Three months have passed since their 80-1 winner Knight’s Choice saluted in the race that stops the nation, but a banking mishap means the Sunshine Coast-based pair have not received their sizeable $464,000 cut.
This week, Laxon and Symons launched legal action in the Queensland District Court against Racing Victoria who paid the prizemoney into an old bank account that the trainers can no longer access.
RV has been given 28 days to file a notice of an intention to defend.
The governing body of racing in this state released a statement on Wednesday saying they had taken steps to recover the money.
“We are not able to comment in any detail given that the matter is now the subject of proceedings,” Racing Victoria said.
“However note that RV has paid out all Melbourne Cup prizemoney as required, including to the bank account registered with us for Ms Laxon and Mr Symons’ trainer prizemoney payments in Victoria.
“We have taken the steps available to us to assist Ms Laxon and Mr Symons in recovering the money from what RV has subsequently been advised is their former account.”
RV did not reveal who now controls the old bank account.
The husband-and-wife team of Symons and Laxon helped deliver one of the stories of the 2024 spring carnival.
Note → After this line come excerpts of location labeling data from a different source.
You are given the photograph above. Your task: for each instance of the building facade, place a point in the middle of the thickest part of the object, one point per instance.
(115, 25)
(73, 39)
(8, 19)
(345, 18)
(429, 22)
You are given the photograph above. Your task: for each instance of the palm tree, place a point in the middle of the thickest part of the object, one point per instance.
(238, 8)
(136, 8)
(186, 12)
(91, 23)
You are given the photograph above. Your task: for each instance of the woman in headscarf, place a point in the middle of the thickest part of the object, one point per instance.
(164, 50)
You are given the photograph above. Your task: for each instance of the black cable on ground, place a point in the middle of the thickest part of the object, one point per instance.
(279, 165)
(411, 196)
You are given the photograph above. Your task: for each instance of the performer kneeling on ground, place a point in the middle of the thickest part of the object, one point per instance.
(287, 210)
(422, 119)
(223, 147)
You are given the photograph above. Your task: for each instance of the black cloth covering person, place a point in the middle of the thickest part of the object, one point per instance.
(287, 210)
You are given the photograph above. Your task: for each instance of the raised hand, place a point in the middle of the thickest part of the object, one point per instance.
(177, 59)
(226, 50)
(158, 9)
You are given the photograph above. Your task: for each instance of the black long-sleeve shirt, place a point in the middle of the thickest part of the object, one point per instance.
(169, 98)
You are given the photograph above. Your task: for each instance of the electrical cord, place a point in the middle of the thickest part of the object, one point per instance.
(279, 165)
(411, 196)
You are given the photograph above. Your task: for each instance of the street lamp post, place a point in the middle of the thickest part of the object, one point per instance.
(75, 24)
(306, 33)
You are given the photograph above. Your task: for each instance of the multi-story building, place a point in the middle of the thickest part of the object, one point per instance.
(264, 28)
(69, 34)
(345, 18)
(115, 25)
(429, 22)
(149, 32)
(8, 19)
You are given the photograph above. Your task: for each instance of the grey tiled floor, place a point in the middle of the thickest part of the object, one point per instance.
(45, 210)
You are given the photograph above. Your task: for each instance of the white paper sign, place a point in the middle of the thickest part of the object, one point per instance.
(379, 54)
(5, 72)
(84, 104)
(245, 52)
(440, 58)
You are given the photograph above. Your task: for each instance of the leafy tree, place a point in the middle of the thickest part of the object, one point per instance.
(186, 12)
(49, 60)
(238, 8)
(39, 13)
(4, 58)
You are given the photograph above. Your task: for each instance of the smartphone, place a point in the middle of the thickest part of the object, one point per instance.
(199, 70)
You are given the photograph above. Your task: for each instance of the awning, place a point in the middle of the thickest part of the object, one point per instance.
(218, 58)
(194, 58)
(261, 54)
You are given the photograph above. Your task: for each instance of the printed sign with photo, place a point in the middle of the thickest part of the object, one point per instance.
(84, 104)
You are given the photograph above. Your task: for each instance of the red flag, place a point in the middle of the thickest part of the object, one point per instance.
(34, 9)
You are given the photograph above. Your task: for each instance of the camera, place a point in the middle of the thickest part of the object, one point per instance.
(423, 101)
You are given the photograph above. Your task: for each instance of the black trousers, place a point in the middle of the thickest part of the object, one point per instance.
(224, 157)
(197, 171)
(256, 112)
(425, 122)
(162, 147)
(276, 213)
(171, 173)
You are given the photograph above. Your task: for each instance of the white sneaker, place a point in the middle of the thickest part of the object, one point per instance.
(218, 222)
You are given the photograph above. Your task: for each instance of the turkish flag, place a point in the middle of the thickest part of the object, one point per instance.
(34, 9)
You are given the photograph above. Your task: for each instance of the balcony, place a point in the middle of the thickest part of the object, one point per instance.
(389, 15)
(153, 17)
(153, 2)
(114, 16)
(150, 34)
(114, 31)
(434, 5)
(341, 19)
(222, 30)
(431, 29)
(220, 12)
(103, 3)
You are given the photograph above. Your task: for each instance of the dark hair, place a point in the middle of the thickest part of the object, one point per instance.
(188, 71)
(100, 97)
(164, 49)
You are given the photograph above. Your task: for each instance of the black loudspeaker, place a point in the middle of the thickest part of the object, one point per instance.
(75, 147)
Their shock winner, Knight’s Choice, was bred to be a sprinter not a 3200m stayer and was ridden by part-time karaoke singer Robbie Dolan who first met Laxon on a Melbourne Cup-themed cruise ship.
“We knew that he had an amazing sprint from the Extreme Choice side,” Laxon said after the race. “So I think you need to have sprinters and teach them to be stayers. That’s my theory anyway.”
It was Symons’ first Melbourne Cup victory, but Laxon’s second as she had become the first woman to train a winner in the great race with Ethereal in 2001.
After meeting at Macedon Lodge, the pair set up a training base in Seymour before moving to the Sunshine Coast seven years supposedly to retire. They have about horses in work.